Cuando la mitad de los mercados del país pagan “protección” a mafias, el problema ya no es policial: es político. El 6 de noviembre, la Confenatm —que agrupa a más de 3.600 mercados— convoca a un paro nacional por extorsiones y multas desproporcionadas de Sedapal. Mientras tanto, José Jerí administra la crisis con recorridos a penales y comisarías, pero sigue sin sentar a todos los sectores para construir un plan integral de seguridad y formalización hasta el 28 de julio de 2026. El estado de emergencia no funcionó; los asesinatos y las amenazas lo confirman.

El dato es brutal: “el 50% de los mercados son extorsionados”. No es anécdota, es estructura. En Lima y Callao, donde rige el estado de emergencia, San Juan de Lurigancho, Ate, San Martín de Porres, Villa María del Triunfo y Puente Piedra concentran denuncias. Los cobros llegan por WhatsApp, con tarifas “estables” y sanciones inmediatas: incendios “accidentales”, disparos al aire, ataques a dirigentes. A la economía de la violencia se añade la economía del expediente: el DS 010-2019 encasilla a mercados como si fueran industrias contaminantes y dispara multas que superan recibos de agua por diez o veinte veces. Resultado: el puesto que vende papa y pescado paga como planta química y, además, diezma ingresos para “el cupo”.

Ante ese doble apriete, los comerciantes paran. No por capricho, sino porque el riesgo ya no es “baja en ventas”, sino vida o muerte. Y, sin embargo, la respuesta del Ejecutivo se queda en la liturgia de las “mesas de trabajo” y los operativos mediáticos. ¿Dónde está el plan? Sin metas, plazos, responsables, presupuesto, inteligencia financiera y trazabilidad de armas y motos, la represión episódica solo corre la foto, no mueve la aguja.

El gobierno de Jerí necesita dejar de reaccionar y empezar a gobernar con método: 1) Un mando único operativo y civil de seguridad económica urbana; 2) Detección de flujos: UIF y Sunat cruzando pagos, chips, IMEIs y placas gemeladas; 3) Protección de testigos y denuncias blindadas para dirigentes; 4) Reforma de VMA: régimen diferenciado para mercados con estándares sanitarios viables; 5) Fondos concursables para seguridad privada certificada y cámaras interoperables; 6) Fiscalías y juzgados fast-track para extorsión, con metas mensuales públicas.

Si los mercados financian al crimen para poder abrir sus puertas, el Estado —léase José Jerí y su gabinete— está tercerizando el orden a las mafias.
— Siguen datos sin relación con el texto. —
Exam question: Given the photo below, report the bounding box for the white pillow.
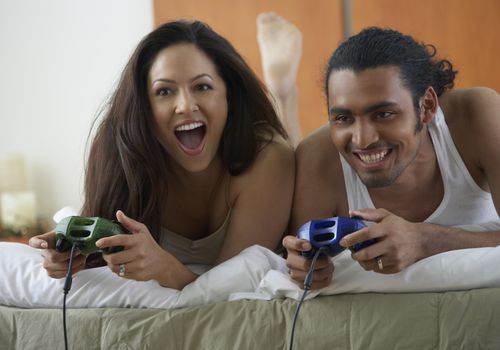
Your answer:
[0,242,284,308]
[0,242,500,308]
[250,246,500,299]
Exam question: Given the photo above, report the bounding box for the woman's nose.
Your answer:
[175,91,199,114]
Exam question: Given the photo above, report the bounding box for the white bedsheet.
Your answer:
[0,242,500,308]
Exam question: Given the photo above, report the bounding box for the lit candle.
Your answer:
[0,191,36,232]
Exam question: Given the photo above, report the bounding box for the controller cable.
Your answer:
[63,244,76,350]
[288,247,326,350]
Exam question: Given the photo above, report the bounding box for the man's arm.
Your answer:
[283,126,347,289]
[341,88,500,273]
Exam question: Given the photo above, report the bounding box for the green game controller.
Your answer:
[55,216,129,255]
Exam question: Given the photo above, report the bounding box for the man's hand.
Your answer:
[283,236,334,289]
[340,209,427,274]
[28,231,86,278]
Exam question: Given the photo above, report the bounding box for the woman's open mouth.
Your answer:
[175,122,207,155]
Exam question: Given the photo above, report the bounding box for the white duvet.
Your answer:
[0,243,500,308]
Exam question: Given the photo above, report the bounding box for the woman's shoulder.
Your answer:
[231,134,295,195]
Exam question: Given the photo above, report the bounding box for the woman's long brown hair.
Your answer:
[82,21,287,240]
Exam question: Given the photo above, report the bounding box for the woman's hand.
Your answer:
[283,236,334,289]
[96,210,198,289]
[28,231,86,278]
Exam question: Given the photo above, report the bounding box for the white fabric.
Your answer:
[0,242,500,308]
[341,108,499,226]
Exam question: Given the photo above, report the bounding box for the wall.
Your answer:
[0,0,152,223]
[154,0,342,134]
[353,0,500,92]
[154,0,500,134]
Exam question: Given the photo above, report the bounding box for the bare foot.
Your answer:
[257,12,302,98]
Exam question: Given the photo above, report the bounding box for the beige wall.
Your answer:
[153,0,500,134]
[353,0,500,92]
[153,0,342,133]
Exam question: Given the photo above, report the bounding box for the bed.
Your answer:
[0,244,500,350]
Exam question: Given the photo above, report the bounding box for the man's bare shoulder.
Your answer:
[439,87,500,131]
[295,125,339,164]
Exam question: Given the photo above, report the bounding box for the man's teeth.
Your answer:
[175,122,203,131]
[358,151,389,163]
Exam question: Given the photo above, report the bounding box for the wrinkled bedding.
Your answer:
[0,243,500,350]
[0,288,500,350]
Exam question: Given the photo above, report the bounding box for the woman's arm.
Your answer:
[216,136,295,263]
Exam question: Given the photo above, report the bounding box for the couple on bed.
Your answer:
[30,13,500,289]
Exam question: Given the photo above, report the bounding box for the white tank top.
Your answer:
[340,108,498,226]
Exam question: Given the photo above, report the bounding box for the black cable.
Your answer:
[63,244,76,350]
[288,247,324,350]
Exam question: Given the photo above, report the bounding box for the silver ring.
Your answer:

Un gobierno que no garantiza vender pan sin pagar “peaje” perdió el sentido de gobierno.

Reflexión final
El 6 de noviembre no es solo un paro: es un diagnóstico. O Jerí convoca —de verdad— a un gabinete de guerra contra la extorsión con reglas, cifras y rendición de cuentas semanales, o seguiremos comprando tomate al precio de la impunidad. La paciencia popular también tiene fecha de vencimiento.